Penangkapan terjadi sekitar pukul 01.30 WIB di Jalan Cendrawasih, Kelurahan Babussalam, Kecamatan Mandau. Saat itu, tim opsnal yang tengah melakukan penyelidikan berhasil mengamankan pelaku di lokasi.

Dari hasil penggeledahan, polisi menemukan 1 paket sedang dan 2 paket kecil sabu dengan berat kotor total 1,83 gram, satu unit handphone Samsung warna hitam, tisu pembungkus, serta plastik klip bening.

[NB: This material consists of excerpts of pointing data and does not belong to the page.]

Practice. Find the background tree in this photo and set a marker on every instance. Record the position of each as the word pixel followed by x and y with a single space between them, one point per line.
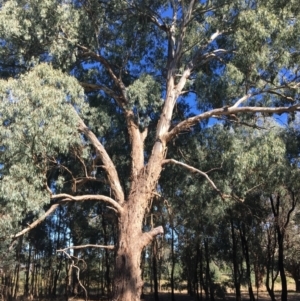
pixel 92 93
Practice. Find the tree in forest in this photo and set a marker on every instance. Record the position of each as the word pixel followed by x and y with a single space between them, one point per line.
pixel 92 95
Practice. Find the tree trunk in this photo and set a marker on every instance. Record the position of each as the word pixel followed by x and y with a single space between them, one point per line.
pixel 127 275
pixel 154 269
pixel 237 283
pixel 244 241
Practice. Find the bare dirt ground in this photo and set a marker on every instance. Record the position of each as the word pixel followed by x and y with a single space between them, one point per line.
pixel 263 296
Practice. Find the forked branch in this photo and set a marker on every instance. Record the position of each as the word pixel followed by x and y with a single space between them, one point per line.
pixel 190 122
pixel 195 170
pixel 111 247
pixel 108 164
pixel 64 198
pixel 147 237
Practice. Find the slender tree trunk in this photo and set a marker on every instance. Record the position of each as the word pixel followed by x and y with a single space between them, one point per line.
pixel 127 275
pixel 27 272
pixel 270 265
pixel 173 261
pixel 280 236
pixel 237 283
pixel 295 273
pixel 154 269
pixel 247 258
pixel 209 282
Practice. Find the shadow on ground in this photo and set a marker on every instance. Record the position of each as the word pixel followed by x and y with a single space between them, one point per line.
pixel 263 296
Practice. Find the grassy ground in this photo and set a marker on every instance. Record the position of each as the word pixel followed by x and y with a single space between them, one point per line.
pixel 263 296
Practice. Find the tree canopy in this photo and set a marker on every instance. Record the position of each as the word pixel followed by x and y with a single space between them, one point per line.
pixel 94 94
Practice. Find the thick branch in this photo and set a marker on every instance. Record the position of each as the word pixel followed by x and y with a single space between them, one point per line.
pixel 111 247
pixel 147 237
pixel 68 198
pixel 190 122
pixel 93 197
pixel 96 87
pixel 36 222
pixel 108 164
pixel 195 170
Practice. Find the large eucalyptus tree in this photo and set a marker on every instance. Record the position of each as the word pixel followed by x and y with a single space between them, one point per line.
pixel 91 96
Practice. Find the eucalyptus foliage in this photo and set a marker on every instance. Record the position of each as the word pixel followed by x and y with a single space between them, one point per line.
pixel 93 93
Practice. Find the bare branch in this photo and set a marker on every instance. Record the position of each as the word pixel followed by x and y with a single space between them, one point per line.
pixel 190 122
pixel 77 269
pixel 36 222
pixel 147 237
pixel 111 247
pixel 241 100
pixel 96 87
pixel 89 53
pixel 108 164
pixel 195 170
pixel 88 197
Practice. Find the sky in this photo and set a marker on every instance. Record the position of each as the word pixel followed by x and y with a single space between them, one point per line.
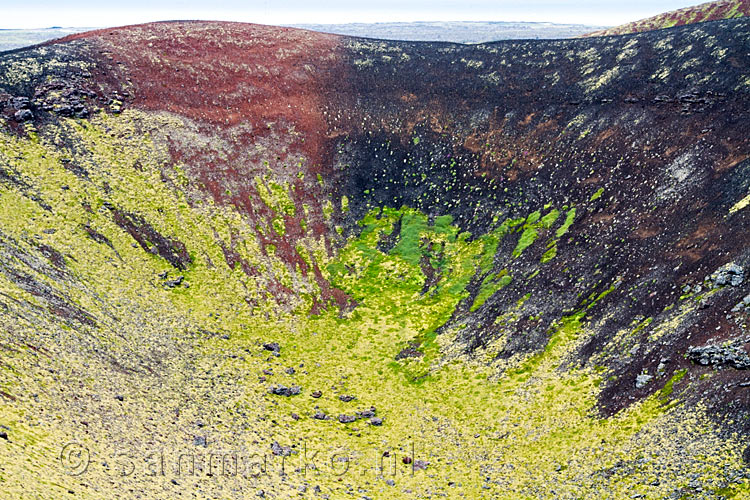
pixel 104 13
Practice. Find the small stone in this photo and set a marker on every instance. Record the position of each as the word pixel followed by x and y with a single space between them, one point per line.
pixel 642 379
pixel 319 415
pixel 279 450
pixel 420 465
pixel 175 282
pixel 367 413
pixel 20 102
pixel 272 346
pixel 23 115
pixel 282 390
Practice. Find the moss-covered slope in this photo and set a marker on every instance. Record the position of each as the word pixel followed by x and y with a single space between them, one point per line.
pixel 239 260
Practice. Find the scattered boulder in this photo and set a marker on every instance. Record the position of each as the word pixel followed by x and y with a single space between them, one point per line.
pixel 743 305
pixel 175 282
pixel 728 274
pixel 420 465
pixel 347 419
pixel 272 346
pixel 367 413
pixel 642 380
pixel 282 390
pixel 23 115
pixel 714 355
pixel 280 451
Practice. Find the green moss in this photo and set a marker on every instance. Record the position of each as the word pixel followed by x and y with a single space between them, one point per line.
pixel 666 391
pixel 528 237
pixel 569 218
pixel 597 195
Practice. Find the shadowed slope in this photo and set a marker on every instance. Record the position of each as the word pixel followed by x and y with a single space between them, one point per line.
pixel 509 249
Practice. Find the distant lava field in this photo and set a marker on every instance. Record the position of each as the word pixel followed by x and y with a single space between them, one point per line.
pixel 241 261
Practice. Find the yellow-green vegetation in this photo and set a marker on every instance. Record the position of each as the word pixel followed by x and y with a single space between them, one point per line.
pixel 159 372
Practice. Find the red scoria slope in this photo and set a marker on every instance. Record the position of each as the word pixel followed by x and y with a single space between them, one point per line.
pixel 482 133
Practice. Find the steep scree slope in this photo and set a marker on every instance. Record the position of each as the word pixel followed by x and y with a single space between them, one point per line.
pixel 242 260
pixel 709 11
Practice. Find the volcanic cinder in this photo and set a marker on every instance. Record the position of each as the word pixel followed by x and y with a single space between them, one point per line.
pixel 241 260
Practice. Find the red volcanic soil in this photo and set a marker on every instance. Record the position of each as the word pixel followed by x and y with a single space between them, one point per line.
pixel 225 74
pixel 255 93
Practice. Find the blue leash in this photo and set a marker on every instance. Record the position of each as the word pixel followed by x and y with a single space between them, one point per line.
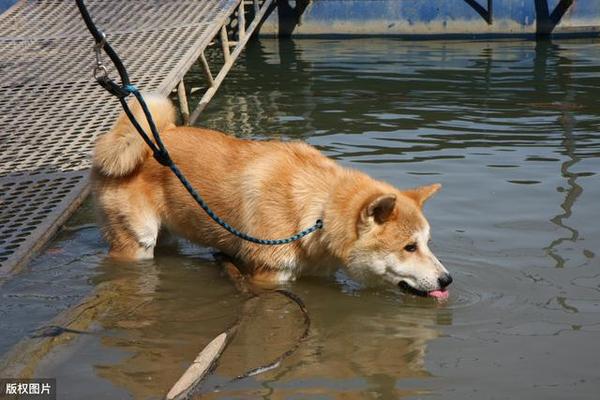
pixel 159 150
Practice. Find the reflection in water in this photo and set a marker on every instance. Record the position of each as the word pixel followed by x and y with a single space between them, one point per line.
pixel 500 124
pixel 547 52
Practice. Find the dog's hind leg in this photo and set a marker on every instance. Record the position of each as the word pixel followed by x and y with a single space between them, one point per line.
pixel 131 236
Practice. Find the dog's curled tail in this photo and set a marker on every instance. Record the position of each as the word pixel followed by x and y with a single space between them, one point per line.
pixel 122 150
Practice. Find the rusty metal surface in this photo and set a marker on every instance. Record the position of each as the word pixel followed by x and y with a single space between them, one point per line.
pixel 51 110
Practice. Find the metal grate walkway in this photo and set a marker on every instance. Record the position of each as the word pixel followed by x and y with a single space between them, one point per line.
pixel 51 109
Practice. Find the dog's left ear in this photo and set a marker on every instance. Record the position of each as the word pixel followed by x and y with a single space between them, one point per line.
pixel 379 209
pixel 421 194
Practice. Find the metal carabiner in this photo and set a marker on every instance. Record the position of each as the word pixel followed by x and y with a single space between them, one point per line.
pixel 100 70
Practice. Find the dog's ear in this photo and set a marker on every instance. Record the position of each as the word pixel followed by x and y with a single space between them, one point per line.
pixel 379 209
pixel 421 194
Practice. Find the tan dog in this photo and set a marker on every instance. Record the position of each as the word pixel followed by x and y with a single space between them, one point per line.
pixel 269 189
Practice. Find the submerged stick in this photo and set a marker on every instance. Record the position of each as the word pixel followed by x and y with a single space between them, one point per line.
pixel 208 357
pixel 201 366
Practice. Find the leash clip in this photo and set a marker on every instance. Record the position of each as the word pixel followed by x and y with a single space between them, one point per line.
pixel 100 70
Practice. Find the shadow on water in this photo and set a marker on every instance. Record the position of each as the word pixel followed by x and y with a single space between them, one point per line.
pixel 509 128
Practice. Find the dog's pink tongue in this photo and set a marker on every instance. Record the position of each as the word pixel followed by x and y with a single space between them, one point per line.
pixel 439 294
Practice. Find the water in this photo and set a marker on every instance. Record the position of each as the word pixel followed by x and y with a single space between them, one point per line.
pixel 511 129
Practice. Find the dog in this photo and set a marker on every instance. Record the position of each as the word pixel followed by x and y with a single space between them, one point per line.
pixel 269 189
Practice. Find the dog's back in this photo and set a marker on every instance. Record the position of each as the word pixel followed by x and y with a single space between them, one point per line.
pixel 270 189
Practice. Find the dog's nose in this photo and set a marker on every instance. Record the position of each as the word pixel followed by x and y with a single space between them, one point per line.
pixel 444 281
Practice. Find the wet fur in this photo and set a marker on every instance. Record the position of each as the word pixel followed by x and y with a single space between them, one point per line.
pixel 270 189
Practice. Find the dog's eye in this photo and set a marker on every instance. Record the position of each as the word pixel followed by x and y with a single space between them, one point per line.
pixel 411 247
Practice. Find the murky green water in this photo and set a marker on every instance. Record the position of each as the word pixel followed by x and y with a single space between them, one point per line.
pixel 512 130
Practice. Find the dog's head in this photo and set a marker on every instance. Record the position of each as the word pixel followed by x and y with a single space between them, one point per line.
pixel 392 244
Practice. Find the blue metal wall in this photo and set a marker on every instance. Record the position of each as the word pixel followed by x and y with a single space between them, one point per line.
pixel 433 17
pixel 427 17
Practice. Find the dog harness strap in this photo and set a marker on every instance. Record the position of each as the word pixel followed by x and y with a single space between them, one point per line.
pixel 159 151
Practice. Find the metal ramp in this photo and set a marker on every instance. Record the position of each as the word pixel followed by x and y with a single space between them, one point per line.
pixel 51 109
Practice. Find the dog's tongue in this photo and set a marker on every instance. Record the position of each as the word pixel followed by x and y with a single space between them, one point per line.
pixel 439 294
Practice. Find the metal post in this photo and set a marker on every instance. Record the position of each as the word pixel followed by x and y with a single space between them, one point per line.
pixel 256 8
pixel 183 104
pixel 225 44
pixel 206 69
pixel 241 21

Pelaku A.A.N, warga Jalan Pertanian, Kelurahan Duri Barat, diduga kuat berperan sebagai pengedar. Dalam pemeriksaan awal, ia mengakui barang haram tersebut miliknya.

“Dari hasil interogasi, pelaku mengaku mendapatkan sabu dari seseorang berinisial A.C alias D.B yang saat ini masih dalam penyelidikan. Termasuk ditemukan bukti transfer kepada yang bersangkutan,” jelas Tidar.

Hasil tes urine menunjukkan pelaku positif mengandung Methamphetamine, Amphetamine, dan THC.

Saat ini, pelaku beserta barang bukti telah diamankan di Mapolres Bengkalis untuk proses penyidikan lebih lanjut. Polisi juga tengah memburu pemasok yang identitasnya sudah dikantongi.

Atas perbuatannya, pelaku dijerat Pasal 114 ayat (1) Undang-Undang Nomor 35 Tahun 2009 tentang Narkotika dan/atau Pasal 609 KUHP, dengan ancaman hukuman berat.

Polres Bengkalis menegaskan akan terus menggencarkan pemberantasan narkoba di wilayah hukumnya serta mengajak masyarakat untuk aktif memberikan informasi guna memutus mata rantai peredaran gelap narkotika.